Early Life
Famed for his comedic roles in classic 80’s movies, John Candy was born in Toronto, Canada, in the year 1950. The Ontario native, full name John Franklin Candy, was born on October 31st, a day notable for Halloween fun and the arrival of a much-loved funnyman. John’s parents lived in East York, a middle-class suburb to the east of Toronto. It was here that his father passed away when John was barely 4 years of age, and here that he was educated at Holy Cross Separate School, returning home at day’s end to be cared for by his mother and aunts. John finished his school days at Neil McNeil High School, moving on to study economics and acting at Toronto’s Centennial Community College. It was 1969 and life was about to take a big turn for the larger than life comedian.

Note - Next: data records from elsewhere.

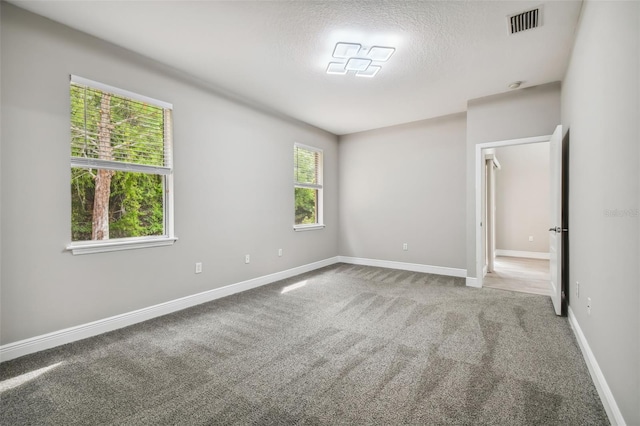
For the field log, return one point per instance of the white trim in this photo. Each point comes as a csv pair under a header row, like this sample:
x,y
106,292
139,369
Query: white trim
x,y
413,267
96,163
606,396
479,166
117,91
311,227
103,246
72,334
473,282
526,254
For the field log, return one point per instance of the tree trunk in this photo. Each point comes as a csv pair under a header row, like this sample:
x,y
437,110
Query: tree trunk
x,y
100,220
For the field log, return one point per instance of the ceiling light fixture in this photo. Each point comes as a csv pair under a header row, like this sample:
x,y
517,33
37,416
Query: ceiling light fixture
x,y
369,72
355,58
336,68
357,64
346,50
380,54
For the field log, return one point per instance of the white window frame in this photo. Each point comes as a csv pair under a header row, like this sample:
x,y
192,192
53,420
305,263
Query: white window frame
x,y
318,186
117,244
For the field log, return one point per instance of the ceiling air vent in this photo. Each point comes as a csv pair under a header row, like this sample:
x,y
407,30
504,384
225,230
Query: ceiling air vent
x,y
525,20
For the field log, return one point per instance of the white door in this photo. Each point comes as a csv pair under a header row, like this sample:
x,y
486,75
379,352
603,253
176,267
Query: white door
x,y
555,232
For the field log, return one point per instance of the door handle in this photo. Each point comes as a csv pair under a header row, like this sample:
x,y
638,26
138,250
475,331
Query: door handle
x,y
558,229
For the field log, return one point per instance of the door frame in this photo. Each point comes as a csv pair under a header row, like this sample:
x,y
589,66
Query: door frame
x,y
479,168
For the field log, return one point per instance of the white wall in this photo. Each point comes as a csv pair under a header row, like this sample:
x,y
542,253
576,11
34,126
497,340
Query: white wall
x,y
405,184
233,187
600,108
523,113
522,198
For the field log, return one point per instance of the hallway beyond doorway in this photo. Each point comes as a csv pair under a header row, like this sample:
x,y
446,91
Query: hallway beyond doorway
x,y
519,274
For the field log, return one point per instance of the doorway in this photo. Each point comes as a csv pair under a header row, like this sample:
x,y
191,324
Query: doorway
x,y
480,195
516,215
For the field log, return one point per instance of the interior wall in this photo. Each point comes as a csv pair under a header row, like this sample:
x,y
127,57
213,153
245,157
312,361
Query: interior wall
x,y
233,186
600,108
528,112
522,198
404,184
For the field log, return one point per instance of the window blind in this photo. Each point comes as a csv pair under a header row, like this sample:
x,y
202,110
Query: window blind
x,y
110,130
307,167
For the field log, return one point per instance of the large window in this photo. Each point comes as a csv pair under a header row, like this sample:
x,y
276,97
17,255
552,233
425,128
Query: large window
x,y
307,187
121,171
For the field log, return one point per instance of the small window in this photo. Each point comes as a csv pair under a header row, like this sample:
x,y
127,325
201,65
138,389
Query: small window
x,y
121,169
307,187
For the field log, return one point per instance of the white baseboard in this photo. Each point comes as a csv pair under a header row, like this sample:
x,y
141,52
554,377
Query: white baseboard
x,y
527,254
610,405
473,282
413,267
72,334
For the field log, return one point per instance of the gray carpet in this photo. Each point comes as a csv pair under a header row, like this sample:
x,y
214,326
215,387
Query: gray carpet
x,y
354,345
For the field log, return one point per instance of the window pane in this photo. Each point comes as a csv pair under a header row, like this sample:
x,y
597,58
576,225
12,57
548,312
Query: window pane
x,y
306,205
134,209
305,165
113,128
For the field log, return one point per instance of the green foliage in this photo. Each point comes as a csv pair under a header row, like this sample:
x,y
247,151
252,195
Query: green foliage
x,y
305,165
306,202
135,205
137,136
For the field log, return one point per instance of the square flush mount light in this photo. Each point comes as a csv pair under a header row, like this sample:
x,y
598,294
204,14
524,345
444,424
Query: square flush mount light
x,y
371,71
380,54
346,50
357,64
355,59
336,68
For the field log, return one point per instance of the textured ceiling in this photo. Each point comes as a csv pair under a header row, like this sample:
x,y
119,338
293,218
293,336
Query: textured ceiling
x,y
275,53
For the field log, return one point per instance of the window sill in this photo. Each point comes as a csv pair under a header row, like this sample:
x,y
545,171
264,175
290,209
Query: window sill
x,y
312,227
90,247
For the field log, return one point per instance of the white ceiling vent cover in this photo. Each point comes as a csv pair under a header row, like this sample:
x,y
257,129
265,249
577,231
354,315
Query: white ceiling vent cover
x,y
525,21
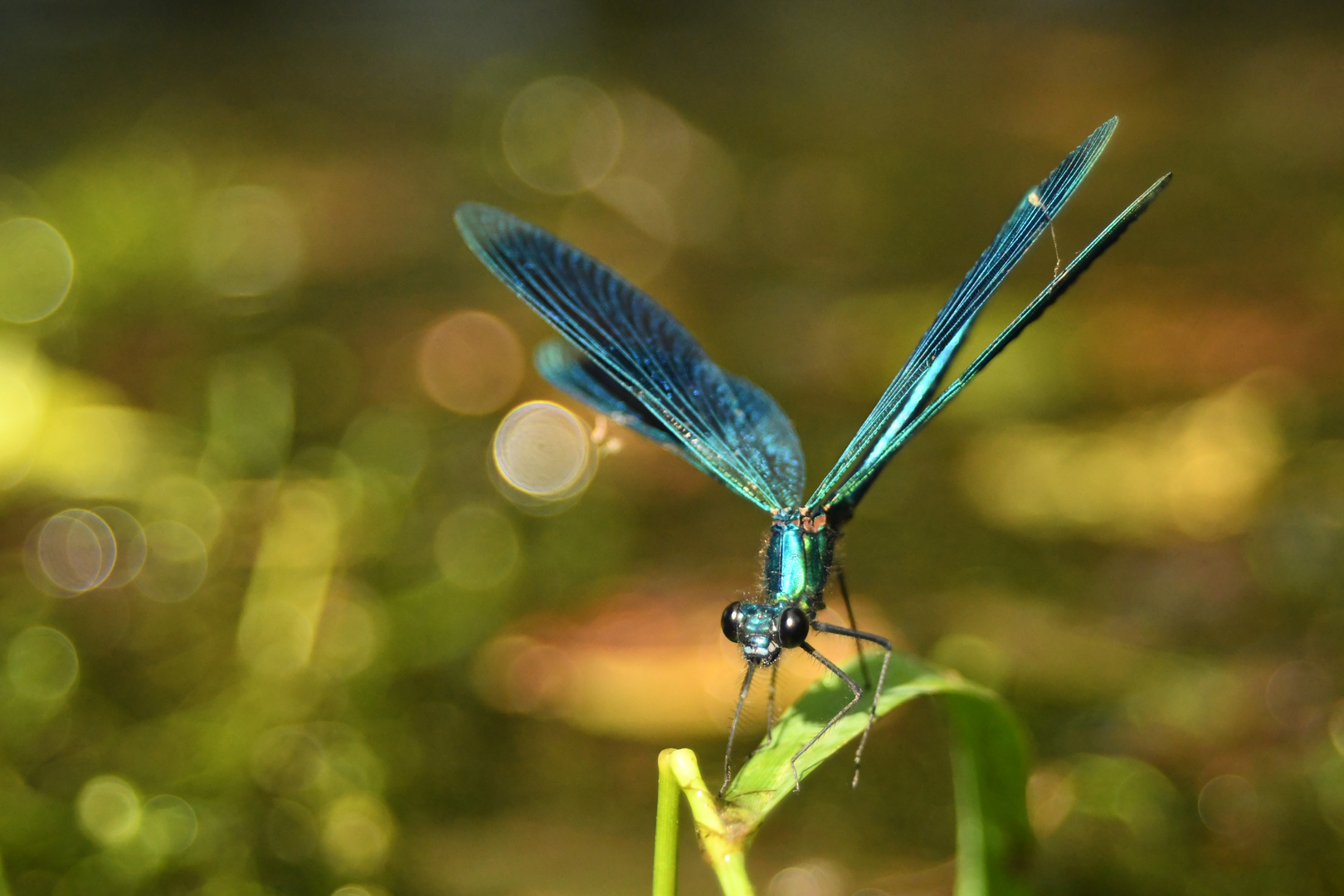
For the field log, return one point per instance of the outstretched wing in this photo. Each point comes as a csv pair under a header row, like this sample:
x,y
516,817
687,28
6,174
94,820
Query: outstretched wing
x,y
1057,288
643,363
877,440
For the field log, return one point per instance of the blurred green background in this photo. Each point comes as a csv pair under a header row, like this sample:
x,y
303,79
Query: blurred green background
x,y
273,621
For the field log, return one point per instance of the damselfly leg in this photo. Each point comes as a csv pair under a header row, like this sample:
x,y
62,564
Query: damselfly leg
x,y
733,731
854,687
849,610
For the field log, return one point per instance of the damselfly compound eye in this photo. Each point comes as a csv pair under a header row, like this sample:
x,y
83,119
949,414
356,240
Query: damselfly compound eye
x,y
728,622
793,627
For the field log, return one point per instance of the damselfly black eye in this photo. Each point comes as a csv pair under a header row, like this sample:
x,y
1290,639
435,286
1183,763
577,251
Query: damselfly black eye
x,y
793,627
728,622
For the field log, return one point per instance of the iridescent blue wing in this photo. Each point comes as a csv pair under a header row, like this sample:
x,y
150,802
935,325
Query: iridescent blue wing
x,y
1057,288
576,373
875,441
570,371
733,427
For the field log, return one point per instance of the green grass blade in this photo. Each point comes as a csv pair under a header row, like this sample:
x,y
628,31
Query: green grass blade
x,y
990,766
990,782
665,829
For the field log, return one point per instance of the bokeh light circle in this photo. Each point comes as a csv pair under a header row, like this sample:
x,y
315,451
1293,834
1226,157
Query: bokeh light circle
x,y
42,664
110,811
247,242
561,134
476,547
75,550
470,363
175,562
544,451
358,833
130,546
35,270
168,824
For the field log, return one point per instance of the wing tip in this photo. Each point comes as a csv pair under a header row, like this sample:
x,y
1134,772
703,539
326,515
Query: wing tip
x,y
474,218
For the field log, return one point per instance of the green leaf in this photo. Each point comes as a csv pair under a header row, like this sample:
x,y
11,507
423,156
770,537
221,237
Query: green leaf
x,y
990,766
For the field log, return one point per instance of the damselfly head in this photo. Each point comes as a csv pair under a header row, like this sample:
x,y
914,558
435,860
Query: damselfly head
x,y
763,629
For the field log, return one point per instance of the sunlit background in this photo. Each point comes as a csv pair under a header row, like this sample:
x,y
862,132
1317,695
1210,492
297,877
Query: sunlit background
x,y
312,586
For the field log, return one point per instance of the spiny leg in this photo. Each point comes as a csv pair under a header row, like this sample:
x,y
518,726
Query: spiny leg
x,y
769,711
733,731
882,677
854,687
845,592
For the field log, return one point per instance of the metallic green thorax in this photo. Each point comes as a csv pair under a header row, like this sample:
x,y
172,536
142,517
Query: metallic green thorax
x,y
797,562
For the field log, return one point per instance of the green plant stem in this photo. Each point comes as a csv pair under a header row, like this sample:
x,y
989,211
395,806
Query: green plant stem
x,y
722,850
665,830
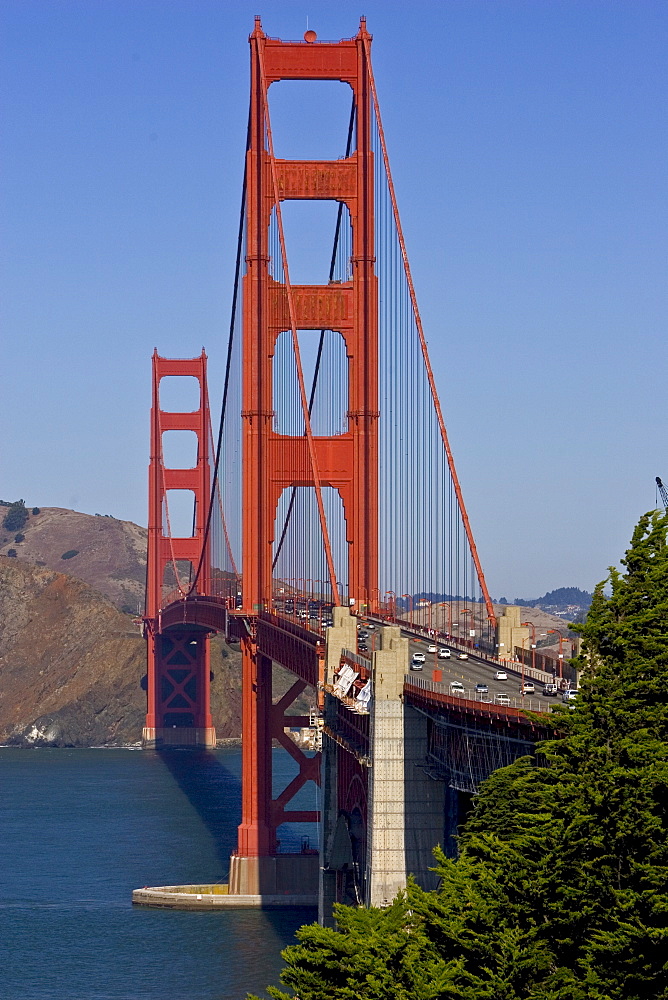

Torn between his college classes and his acting aspirations, John made the pivotal move to hone his acting abilities and his comedic timing in a nearby underground theater, eventually gaining enough confidence to alter the course of his life. In 1971 John Candy waved goodbye to college life, boosted on his way by long time friend and associate, Dan Akroyd. He auditioned for the prestigious Second City Comedy Troupe, a legendary venue that gave us comic icons such as John Belushi and Bill Murray, and was accepted into their company. The next few years saw his life transformed by productions with the troupe in Chicago, but he returned to Toronto in 1974 to join other Canadian comedy greats in the SCTV comedy-making machine, one of the finest examples of comic antics ever produced in Canada. In 1979, having fully established his comic genius, John Candy married Rosemary Margaret Hobor. They would later bring up two children, Jennifer and Christopher.

Career Highlights
Having taken his first dip into the big time in Stripes and The Blues Brothers (1980), the Tom Hanks comedy vehicle, Splash, is where his name began to carry real weight. A co-starring role in Brewster’s Millions led to his first starring part in Summer Rental. His rich resume of comedic parts was growing apace, building his legendary status. Indeed, as great movies go, Uncle Buck was and still is an international phenomenon, and The Great Outdoors is a must-see for aficionados of 80’s comedies.

John Candy passed away on March the 4th 1994. His career had been waning since the arrival of the 1990’s, and he was busy recapturing his rightful place among top comedy actors when he suffered a fatal heart attack in Durango, Mexico. His last finished movie was Canadian Bacon and his tragic loss occurred while on location filming Wagons East. Candy recently made Canadian news when he was inducted to Canada’s Walk of Fame.